Question

The ciliary muscles of the eye control the curvature of the lens in the eye and hence alter the effective focal length of the system. When the muscles are fully relaxed, the focal length is maximum. When the muscles are strained, the curvature of the lens increases. That means, the radius of curvature decreases and the focal length decreases. For a clear vision the image must be on the retina. The image distance is therefore fixed for clear vision and it equals the distance from the retina to the eye lens. It is about 2.5cm for grown up persons.
A person can theoretically have clear vision of an object situated at any large distance from the eye. The smallest distance at which a person can clearly see is related to the minimum possible focal length. The ciliary muscles are most strained in this position. For an average grown up person, the minimum distance of the object should be around 25cm.
A person suffering from the eye defects uses spectacles (eye glasses). The function of the lens of the spectacles is to form the image of the objects within the range in which a person can see clearly. The image of the spectacle lens becomes the object for the eye lens and whose image is formed on the retina.
The number of the spectacle lens used for the remedy of eye defect is decided by the power of the lens required and the number of the spectacle lens is equal to the numerical value of the power of the lens with sign. For example if the power of the lens required is +3D (converging lens of focal length 100/3cm)then the number of the lens will be +3.
For all calculations required, you can use the lens formula and the lens makers formula. Assume that the eye lens is an equiconvex lens. Neglect the distance between the eye lens and the spectacle lens.
A farsighted man cannot see objects clearly unless they are at least at 100cm from his eyes The number of spectacle lens that will make his range of clear vision equal to an average grown up person will be

Answer 1

It is given in the question that the object has to be at least be placed at a distance of 100m from the eye of the so that the man can see the object clearly. Hence he has to use correction glasses(spectacles) so that the image is formed on his retina of the eye. The eye defect he is suffering from is called hypermetropia where in the image is formed behind the retina. Hence he has to use converging lenses (convex lens) to correct his vision. For the man to see the object, the lens used should be such that the image at the least distance of distinct vision should be formed at 100cm from the eye so that the image formed by the lens can be viewed as the object. Therefore using the lens formula we can calculate the focal length and determine the lens number.

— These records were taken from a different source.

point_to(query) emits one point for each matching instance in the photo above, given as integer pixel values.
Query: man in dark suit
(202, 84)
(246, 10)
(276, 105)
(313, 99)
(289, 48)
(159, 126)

Complete step by step answer:

In the above diagram fig 1,we can see that the image is formed behind the retina, therefore we need a converging lens to bring back the image to the retina.

In the above figure we can see that the object kept at 25 cm should be at least formed at 100 cm, so that the man is able to see the object. Hence the focal length of the lens, using the lens formula is,
$\dfrac{1}{f}=\dfrac{1}{V}-\dfrac{1}{U}$ where f is the focal length of the lens, U is the object distance and V is the image distance from the centre of the lens. IN the above lens diagram the image distance and the object distance are negative, Therefore the focal length of the lens is,
$\begin{aligned} & \dfrac{1}{f}=\dfrac{1}{V}-\dfrac{1}{U} \\\ & \dfrac{1}{f}=\dfrac{1}{-100}-\dfrac{1}{-25} \\\ & \dfrac{1}{f}=\dfrac{25-100}{-100\times 25}=\dfrac{-75}{-100\times 25}=\dfrac{3}{100} \\\ & f=\dfrac{100}{3}cm=\dfrac{1}{3}m \\\ \end{aligned}$
Hence the power of the lens P is equal to,
$\begin{aligned} & P=\dfrac{1}{f} \\\ & P=\dfrac{1}{\left( 1/3 \right)m}=+3D \\\ \end{aligned}$
Hence the number of the lens is equal to +3.

Note:
In an optical system the distances are always measured from the optical centre of the lens. If the distance traversed from the optical centre to the object or the image is in the direction of the incident light, the distance is taken as positive. If the distance traversed from the optical centre to the object or the image is in the direction opposite to the incident light, the distance is taken is negative.